This post is going to be the first that’s about one of my own bugs, in
musl. For a long time, I’ve had certain
stdio functions such as feof
and ferror
forgoing any locking, and
simply relying on the fact that, per the memory model that’s assumed,
reading the associated flags is safe without any locks. The issue with
doing this is that, while it’s safe, it’s not correct; it leads to
observably incorrect behavior in some cases.
Per POSIX,
All functions that reference ( FILE *) objects shall behave as if they use flockfile() and funlockfile() internally to obtain ownership of these ( FILE *) objects.
(This requirement is tucked away in the specification of
flockfile
,
so it’s not immediately apparent if you start out just reading the
General Information in XSH Chapter 2.)
What this means is that, even if locking is not required to make a
particular operation safe, there’s a requirement on the observable
behavior of the program that it be as if the locking happened.

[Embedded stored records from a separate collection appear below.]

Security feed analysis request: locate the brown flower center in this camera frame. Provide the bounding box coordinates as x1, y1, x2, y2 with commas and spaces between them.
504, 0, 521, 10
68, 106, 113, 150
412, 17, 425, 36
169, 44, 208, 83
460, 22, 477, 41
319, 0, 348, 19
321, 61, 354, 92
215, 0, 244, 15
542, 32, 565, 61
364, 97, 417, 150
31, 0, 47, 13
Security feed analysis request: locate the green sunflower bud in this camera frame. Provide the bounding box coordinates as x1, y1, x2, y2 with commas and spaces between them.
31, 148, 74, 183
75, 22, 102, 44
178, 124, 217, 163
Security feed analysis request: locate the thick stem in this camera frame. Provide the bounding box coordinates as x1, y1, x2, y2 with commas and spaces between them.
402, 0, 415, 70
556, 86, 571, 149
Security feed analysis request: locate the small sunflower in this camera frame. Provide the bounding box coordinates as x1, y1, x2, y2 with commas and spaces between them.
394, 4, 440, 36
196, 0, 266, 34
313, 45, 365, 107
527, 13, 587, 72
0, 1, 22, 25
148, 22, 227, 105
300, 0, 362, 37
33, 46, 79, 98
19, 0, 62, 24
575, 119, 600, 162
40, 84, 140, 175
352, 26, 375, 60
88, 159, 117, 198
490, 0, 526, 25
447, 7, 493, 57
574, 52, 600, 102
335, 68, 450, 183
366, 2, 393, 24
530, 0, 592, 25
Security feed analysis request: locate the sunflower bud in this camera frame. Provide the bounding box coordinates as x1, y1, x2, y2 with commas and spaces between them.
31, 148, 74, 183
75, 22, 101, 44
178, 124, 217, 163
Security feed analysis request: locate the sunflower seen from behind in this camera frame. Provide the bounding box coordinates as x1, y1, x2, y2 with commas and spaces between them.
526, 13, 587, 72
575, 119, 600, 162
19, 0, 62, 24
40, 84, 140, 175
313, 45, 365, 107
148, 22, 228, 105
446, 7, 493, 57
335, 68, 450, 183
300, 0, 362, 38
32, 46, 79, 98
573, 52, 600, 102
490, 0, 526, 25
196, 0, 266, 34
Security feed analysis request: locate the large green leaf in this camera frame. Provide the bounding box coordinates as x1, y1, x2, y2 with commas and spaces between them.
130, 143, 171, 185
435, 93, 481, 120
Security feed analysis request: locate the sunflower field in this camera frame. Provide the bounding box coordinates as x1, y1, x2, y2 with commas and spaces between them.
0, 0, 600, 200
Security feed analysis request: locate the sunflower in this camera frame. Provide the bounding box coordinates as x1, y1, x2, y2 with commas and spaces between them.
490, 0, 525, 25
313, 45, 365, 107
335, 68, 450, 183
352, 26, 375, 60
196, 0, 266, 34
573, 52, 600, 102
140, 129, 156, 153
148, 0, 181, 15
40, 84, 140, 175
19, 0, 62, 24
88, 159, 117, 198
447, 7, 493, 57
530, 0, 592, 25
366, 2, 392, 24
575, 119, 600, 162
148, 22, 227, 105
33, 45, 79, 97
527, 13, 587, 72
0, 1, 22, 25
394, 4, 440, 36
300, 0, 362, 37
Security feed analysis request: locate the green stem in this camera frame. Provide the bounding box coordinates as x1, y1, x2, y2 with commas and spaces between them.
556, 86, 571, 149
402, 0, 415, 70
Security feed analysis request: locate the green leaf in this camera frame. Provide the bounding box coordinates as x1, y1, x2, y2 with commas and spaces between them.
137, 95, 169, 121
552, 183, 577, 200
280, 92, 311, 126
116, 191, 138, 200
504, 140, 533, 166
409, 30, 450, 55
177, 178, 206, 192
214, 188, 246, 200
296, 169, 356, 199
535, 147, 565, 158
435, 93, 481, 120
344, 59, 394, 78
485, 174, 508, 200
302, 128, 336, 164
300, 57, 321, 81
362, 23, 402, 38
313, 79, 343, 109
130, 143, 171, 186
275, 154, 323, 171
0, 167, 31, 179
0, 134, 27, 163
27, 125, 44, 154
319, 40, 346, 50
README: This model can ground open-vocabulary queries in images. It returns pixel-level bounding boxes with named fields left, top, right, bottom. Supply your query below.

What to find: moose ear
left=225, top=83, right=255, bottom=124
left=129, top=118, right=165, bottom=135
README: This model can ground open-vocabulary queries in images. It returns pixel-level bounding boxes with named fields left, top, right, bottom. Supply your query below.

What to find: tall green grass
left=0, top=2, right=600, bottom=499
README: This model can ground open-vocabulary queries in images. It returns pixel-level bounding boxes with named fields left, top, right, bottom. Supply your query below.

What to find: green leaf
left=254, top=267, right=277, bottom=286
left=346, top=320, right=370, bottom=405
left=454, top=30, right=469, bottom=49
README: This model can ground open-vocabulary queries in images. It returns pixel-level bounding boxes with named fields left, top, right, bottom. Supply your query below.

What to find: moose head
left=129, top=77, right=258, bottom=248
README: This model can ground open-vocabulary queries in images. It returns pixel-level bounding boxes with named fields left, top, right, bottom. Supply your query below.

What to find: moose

Obviously, the existence of flockfile
and funlockfile
makes it so
that an observably-wrong behavior can happen if feof
does not wait
for the lock; for example, if thread A never unlocks a file F except
when F is at end-of-file, then an observably-wrong behavior occurs if
thread B ever observes feof
returning zero for F.
This is the boring case. What’s interesting is when we ask, if
flockfile
and funlockfile
were omitted (for example, in a
statically linked program that does not use them), would it be valid
to skip locking in functions like feof
? (This could easily be
achieved with weak symbols.) It turns out the answer is still no, and
the reason is rather surprising: it’s actually possible to deduce that
a thread is in the middle of a stdio operation. This is contrary to
the general principle that it’s usually impossible to deduce, without
race conditions, whether a thread is executing a function or just
about to execute or just finished executing it.
As one example, consider a program with two threads, A and B, where
thread A has filled up the writing end of a pipe and observed (via
select
or poll
or EWOULDBLOCK
) that further writes would block.
Now, thread B calls a stdio function to read from a stream attached to
the reading end of the pipe. If thread A then observes that the pipe
has become writable again, and if there are no other readers, then
it’s possible to deduce that the operations thread B is performing on
the stream have started (in which case the lock must have been
obtained). If thread A has not written a sufficient amount of data to
cause thread B’s operation on the stream to finish (for example, if
the function is fread
and thread A wrote fewer than the requested
number of bytes), it’s also possible to deduce that the operation
could not have completed. Thus, the lock must be held by thread B, and
any operation performed on the stream by thread A must deadlock. In
particular, it would be wrong for feof
to return zero, since by the
time thread B’s operation completes, the stream may in fact have
reached end-of-file status.
Another interesting issue that arises is the need for even fclose
to
perform locking. I originally reasoned that locking should not be
needed in fclose
, since any use of the stream pointer after fclose
is called results in undefined behavior. However, if another thread
provably holds the lock (either by having called flockfile
, or by an
argument such as the above example), the standard assigns well-defined
behavior to the fclose
call; fclose
must wait to obtain the lock
before closing the stream and freeing the associated resources. As
long as the thread that held the lock does not make any further
attempt to use the stream after the lock is released, the program has
well-defined behavior, and implementations must support this usage.
As a consequence of this analysis, I’m fixing all the affected interfaces in musl to use locking.